From adventurer +‎ -ess.

Noun[edit]

adventureress (plural adventureresses)

  1. (nonstandard) An adventuress.
    • 1858 August 20, Newcastle Courant, number 9582, page 6, column 5:
      Again, if we have dangerovs[sic] men in the humblest ranks, we have adventureresses of late years in all ranks.
    • 1871 May, “Mr. Fitz-Hume’s Experiment; and How It Succeeded”, in For Everybody, volume 1, number 3, Buffalo, N.Y., page [6], column 1:
      I’ll foil them though, the mean adventureresses!
    • 1871 August 25, The Fremont Weekly Journal, volume XIX, number 3[?], Fremont, Oh., page [2], column 5:
      And now from Dayton we hear concerning the operations of a notorous[sic] adventureress and impostor hailing from this place, who has been repeatedly exposed. [] A letter addressed to Deacon ⸻ of that place, by a person who doubted the young woman’s story, brought the information, on Tuesday, that she is a wandering adventureress who is playing the paralysis dodge in order to make money.

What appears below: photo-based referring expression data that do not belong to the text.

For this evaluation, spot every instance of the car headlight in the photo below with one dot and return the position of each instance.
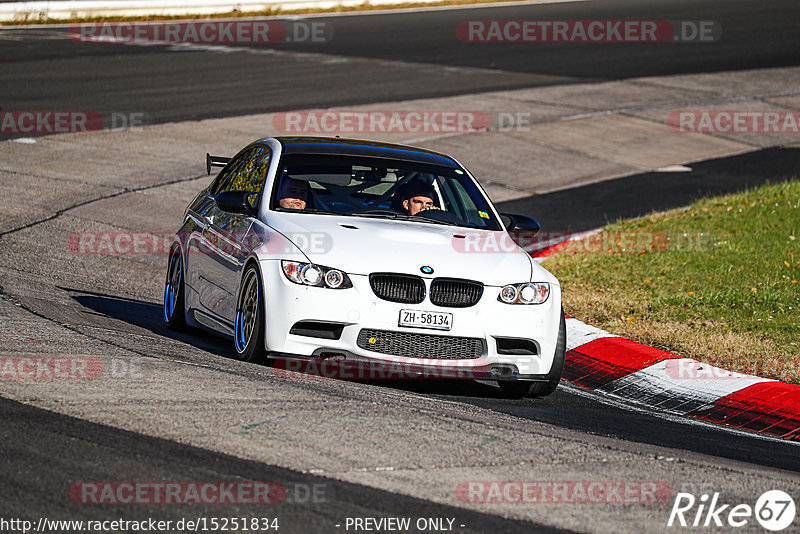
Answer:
(309, 274)
(525, 293)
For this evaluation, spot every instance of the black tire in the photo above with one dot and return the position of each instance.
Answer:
(248, 341)
(174, 307)
(543, 389)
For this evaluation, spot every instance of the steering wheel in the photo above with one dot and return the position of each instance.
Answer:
(376, 211)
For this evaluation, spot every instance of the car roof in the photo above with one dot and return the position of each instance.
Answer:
(361, 147)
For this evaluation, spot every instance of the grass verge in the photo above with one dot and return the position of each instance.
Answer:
(717, 282)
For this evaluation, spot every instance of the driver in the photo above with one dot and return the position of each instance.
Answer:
(293, 194)
(419, 197)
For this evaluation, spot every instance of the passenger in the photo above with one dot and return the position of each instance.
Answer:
(293, 194)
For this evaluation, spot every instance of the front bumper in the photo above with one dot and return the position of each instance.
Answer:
(358, 308)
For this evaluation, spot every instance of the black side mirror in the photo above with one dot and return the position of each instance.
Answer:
(520, 223)
(235, 202)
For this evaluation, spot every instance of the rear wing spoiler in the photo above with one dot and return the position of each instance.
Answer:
(215, 161)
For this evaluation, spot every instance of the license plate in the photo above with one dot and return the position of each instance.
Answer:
(424, 319)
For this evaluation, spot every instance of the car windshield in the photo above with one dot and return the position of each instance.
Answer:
(380, 188)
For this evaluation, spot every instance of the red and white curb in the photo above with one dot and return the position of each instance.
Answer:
(600, 361)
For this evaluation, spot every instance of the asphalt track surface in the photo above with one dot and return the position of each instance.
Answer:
(46, 452)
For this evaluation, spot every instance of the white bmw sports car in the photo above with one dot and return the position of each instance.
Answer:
(356, 250)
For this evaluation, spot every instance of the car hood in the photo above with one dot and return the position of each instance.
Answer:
(359, 245)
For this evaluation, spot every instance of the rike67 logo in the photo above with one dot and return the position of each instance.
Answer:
(774, 510)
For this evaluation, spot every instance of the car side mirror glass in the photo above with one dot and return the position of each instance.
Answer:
(235, 202)
(520, 223)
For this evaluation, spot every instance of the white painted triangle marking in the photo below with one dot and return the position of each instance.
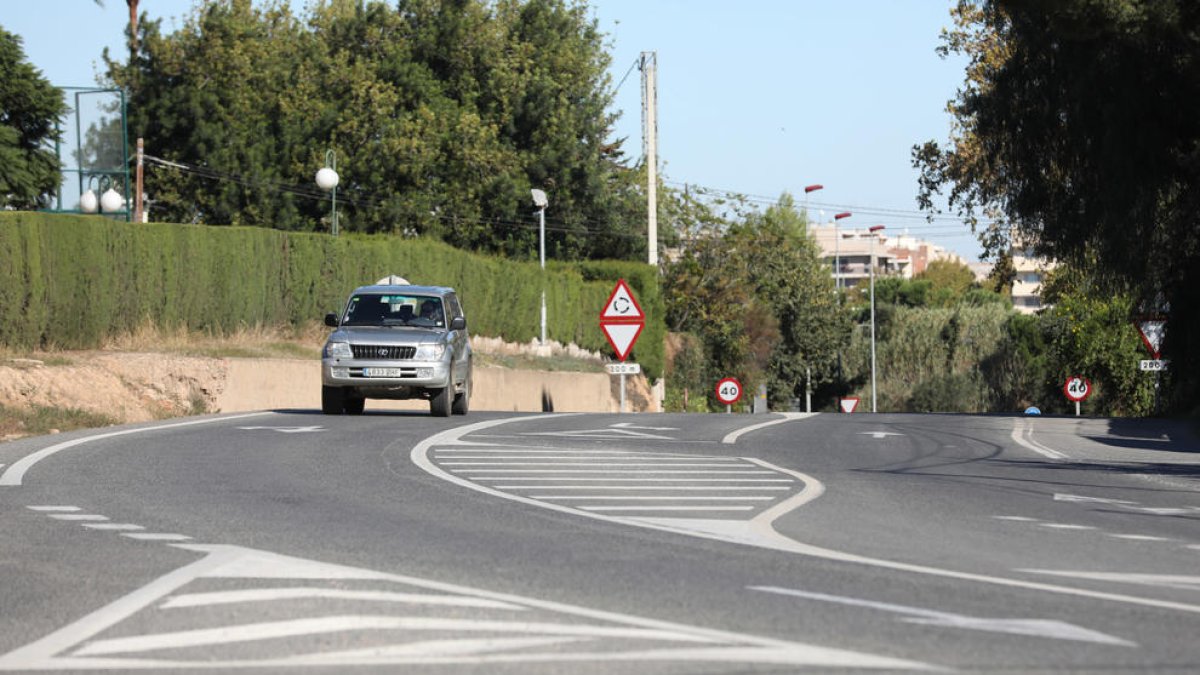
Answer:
(1032, 627)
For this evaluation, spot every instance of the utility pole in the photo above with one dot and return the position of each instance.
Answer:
(651, 148)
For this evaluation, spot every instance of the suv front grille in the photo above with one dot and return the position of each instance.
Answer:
(382, 352)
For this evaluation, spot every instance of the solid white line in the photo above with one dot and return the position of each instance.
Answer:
(1023, 428)
(651, 499)
(604, 508)
(156, 536)
(275, 629)
(490, 471)
(732, 437)
(575, 464)
(273, 595)
(77, 517)
(655, 488)
(16, 473)
(640, 479)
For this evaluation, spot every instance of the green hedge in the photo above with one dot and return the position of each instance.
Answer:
(73, 281)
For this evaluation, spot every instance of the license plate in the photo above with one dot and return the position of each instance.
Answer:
(383, 371)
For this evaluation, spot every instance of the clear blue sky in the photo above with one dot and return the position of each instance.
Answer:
(756, 96)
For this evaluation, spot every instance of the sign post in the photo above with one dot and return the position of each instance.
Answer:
(1077, 388)
(729, 392)
(622, 321)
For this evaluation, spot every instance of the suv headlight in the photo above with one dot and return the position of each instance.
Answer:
(339, 351)
(430, 352)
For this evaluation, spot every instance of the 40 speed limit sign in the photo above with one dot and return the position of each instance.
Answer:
(729, 390)
(1077, 388)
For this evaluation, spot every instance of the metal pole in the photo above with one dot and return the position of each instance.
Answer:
(873, 322)
(541, 254)
(622, 392)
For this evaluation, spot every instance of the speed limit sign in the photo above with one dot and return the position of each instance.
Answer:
(1077, 388)
(729, 390)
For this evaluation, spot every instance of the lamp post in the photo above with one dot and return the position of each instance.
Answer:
(837, 252)
(873, 230)
(539, 199)
(327, 179)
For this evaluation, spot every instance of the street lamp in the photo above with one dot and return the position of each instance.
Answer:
(873, 230)
(837, 254)
(539, 199)
(327, 179)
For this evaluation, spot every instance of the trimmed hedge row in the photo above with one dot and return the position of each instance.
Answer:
(73, 281)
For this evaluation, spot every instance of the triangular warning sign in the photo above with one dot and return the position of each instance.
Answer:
(622, 305)
(1152, 330)
(622, 336)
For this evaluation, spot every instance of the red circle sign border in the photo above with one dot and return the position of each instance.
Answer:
(718, 389)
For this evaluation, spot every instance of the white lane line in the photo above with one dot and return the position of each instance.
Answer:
(651, 499)
(1023, 434)
(305, 592)
(732, 437)
(16, 473)
(91, 517)
(325, 625)
(486, 475)
(604, 508)
(655, 488)
(708, 465)
(640, 479)
(156, 536)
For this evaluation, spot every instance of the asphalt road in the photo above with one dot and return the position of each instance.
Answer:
(501, 543)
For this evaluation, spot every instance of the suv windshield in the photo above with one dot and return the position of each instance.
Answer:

    • 1885 August 8, The Atchison Weekly Champion, volume 28, number 23 (Champion Series) / volume 31, number 25 (Squatter Sovereign Series), Atchison, Kan., front page, column 2:
      It is said that there are 60,000 “adventureresses.” “Adventureress” means almost anything.
    • 1887 May 6, “Matrimonial Decoy Duck. How Sharp-Witted Parisians and a Pretty American Made Money.”, in The Daily American, volume XII, number 3,889, Nashville, Tenn., page 8, column 4:
      Some months ago, writes a Paris correspondent, a couple of adventureresses were arrested for having worked a matrimonial agency, which was in reality an effective machinery for decoying men on the lookout for rich wives.

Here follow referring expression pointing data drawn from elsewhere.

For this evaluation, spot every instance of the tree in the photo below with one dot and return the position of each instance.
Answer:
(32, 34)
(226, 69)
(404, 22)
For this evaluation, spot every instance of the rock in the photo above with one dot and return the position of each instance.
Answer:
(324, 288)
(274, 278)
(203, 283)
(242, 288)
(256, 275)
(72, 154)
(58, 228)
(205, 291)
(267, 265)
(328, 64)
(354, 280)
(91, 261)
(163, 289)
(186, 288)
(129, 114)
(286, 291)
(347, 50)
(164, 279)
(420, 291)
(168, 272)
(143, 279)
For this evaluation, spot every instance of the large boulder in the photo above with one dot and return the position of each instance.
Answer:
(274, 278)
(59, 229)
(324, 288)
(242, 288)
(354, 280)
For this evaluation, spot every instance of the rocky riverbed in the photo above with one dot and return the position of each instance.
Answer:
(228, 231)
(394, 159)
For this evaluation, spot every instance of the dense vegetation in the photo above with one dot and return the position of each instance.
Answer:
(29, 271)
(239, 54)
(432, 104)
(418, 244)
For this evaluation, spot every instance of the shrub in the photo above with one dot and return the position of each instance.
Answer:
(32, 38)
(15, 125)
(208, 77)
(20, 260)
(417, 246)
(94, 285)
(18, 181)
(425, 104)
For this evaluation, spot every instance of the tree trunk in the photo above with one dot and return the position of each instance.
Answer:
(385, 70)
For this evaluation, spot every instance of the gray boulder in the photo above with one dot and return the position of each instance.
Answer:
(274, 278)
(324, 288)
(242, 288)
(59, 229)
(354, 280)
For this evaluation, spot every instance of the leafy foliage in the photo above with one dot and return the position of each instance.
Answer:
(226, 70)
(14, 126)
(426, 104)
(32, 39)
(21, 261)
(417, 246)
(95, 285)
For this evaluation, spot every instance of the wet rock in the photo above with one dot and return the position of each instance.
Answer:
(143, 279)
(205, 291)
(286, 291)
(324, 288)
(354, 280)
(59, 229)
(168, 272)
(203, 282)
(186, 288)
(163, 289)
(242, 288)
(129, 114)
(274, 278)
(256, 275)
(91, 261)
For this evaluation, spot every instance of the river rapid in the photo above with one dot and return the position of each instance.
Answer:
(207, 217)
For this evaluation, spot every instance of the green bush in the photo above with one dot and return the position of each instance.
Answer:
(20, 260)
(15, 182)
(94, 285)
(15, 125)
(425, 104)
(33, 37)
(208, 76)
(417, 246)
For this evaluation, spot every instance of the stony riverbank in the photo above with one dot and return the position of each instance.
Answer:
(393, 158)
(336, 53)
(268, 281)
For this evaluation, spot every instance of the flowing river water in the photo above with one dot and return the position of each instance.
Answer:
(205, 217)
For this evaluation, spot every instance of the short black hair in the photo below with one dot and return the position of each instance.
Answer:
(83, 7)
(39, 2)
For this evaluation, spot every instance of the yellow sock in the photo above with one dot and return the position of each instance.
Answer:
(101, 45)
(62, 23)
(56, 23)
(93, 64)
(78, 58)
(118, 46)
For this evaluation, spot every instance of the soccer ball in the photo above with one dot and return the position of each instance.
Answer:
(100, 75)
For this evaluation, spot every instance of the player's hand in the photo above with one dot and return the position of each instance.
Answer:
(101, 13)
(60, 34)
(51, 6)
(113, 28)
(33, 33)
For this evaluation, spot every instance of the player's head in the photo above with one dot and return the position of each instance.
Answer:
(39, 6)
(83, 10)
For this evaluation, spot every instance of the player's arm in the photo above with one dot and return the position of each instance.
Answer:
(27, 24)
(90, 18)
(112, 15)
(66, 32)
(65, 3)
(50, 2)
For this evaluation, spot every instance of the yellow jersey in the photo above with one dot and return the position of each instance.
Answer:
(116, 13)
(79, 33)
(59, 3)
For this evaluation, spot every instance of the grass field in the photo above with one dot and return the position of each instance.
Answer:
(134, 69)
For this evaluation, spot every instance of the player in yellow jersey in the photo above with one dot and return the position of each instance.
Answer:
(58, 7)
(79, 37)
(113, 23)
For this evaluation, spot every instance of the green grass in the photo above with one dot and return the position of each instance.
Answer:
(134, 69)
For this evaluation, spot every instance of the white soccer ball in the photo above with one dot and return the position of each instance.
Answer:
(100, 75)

    • 1887 September 25, Blakely Hall, chapter II, in J. H. Estill, editor, The Morning News, Savannah, Ga., page 2, column 2:
      It sticks to the novel closely and makes the heroine, “Lena Despard,” an adventureress of desperate wickedness.
    • 1887 October 24, Parisina, “Luxury and Vice”, in Daily Nebraska State Journal, eighteenth year, number 106, Lincoln, Neb., published 3 December 1887, page 2, column 4:
      Woe to the financier who confides his money affairs to frail female ears; to the diplomat or public functionary, civil or military, who blabs out office secrets, or makes use of the supposed influence of one or any of these adventureresses.

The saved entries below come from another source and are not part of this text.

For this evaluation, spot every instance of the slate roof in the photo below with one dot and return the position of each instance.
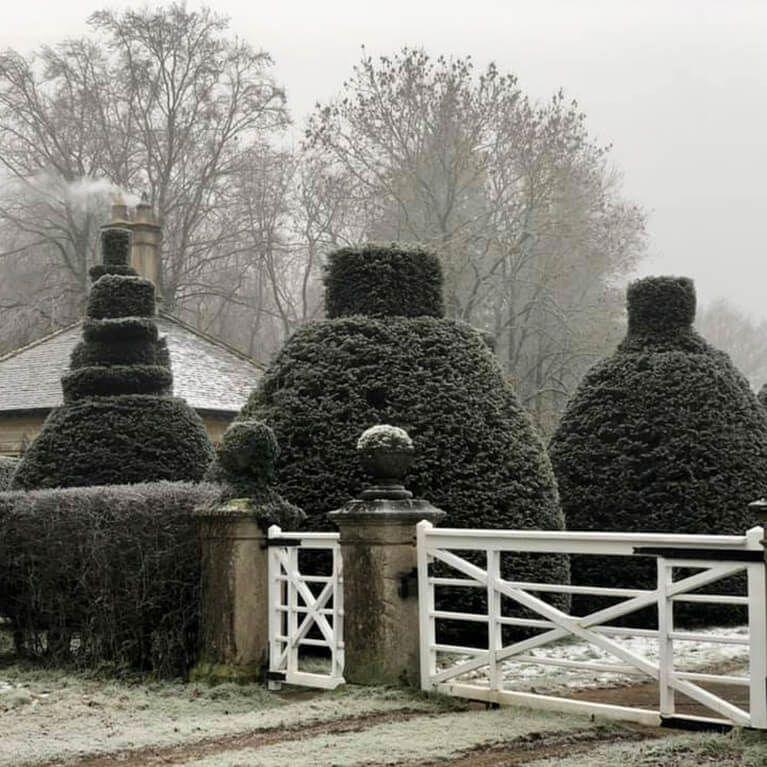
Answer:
(206, 372)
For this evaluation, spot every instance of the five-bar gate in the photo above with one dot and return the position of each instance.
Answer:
(710, 557)
(305, 610)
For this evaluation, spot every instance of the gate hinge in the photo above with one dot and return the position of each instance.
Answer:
(408, 584)
(282, 542)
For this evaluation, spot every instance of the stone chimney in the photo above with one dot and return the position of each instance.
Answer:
(146, 239)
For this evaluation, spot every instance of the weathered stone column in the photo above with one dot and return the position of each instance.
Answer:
(234, 619)
(378, 545)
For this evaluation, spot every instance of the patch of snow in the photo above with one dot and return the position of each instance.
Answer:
(696, 655)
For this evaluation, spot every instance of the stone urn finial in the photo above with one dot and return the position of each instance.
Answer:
(385, 453)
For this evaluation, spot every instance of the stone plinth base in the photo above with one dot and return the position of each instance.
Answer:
(234, 615)
(378, 545)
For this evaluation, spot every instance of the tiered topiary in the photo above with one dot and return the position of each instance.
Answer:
(244, 467)
(663, 436)
(118, 424)
(386, 355)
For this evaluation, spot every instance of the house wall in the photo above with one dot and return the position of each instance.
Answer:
(15, 429)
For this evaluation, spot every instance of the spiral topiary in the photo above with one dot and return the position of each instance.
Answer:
(663, 436)
(384, 357)
(118, 424)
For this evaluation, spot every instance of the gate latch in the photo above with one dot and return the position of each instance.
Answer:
(408, 584)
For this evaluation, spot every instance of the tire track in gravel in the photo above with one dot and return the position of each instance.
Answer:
(541, 745)
(184, 752)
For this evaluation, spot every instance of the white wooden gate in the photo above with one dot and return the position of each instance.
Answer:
(304, 611)
(713, 557)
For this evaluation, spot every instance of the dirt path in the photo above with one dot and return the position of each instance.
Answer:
(537, 746)
(183, 753)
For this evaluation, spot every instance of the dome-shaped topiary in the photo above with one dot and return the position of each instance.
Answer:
(119, 423)
(477, 455)
(663, 436)
(383, 280)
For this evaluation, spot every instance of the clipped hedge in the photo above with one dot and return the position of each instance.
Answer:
(118, 296)
(663, 436)
(104, 576)
(115, 380)
(383, 280)
(477, 455)
(116, 440)
(128, 352)
(99, 270)
(109, 331)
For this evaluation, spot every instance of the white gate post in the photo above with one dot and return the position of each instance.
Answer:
(757, 627)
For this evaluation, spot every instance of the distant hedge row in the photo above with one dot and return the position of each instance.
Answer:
(104, 576)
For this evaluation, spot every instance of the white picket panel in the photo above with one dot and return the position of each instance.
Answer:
(715, 556)
(299, 603)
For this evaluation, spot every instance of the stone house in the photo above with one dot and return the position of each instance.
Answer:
(213, 377)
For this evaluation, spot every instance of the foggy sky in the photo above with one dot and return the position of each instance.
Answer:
(679, 87)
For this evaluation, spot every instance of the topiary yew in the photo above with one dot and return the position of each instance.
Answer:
(477, 455)
(244, 467)
(663, 436)
(118, 424)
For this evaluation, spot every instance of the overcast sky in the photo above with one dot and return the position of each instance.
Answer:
(679, 87)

    • 1890 June 9, “Kansas City, Missouri. Passenger Rates Placed in the Old Notch To-day. The Scott Tickets Not a Disturbing Factor in the Settlement—Texas Cattle Rates to be Slashed—Local Matters in the City Across the Line.”, in The Kansas City Gazette, volume IV, number 70, Kansas City, Kan., page [3], column 3:
      Mollie claims that she was enticed away from her home by Charles Burton, but the young man declares that she is an adventureress and is merely trying to work him for money.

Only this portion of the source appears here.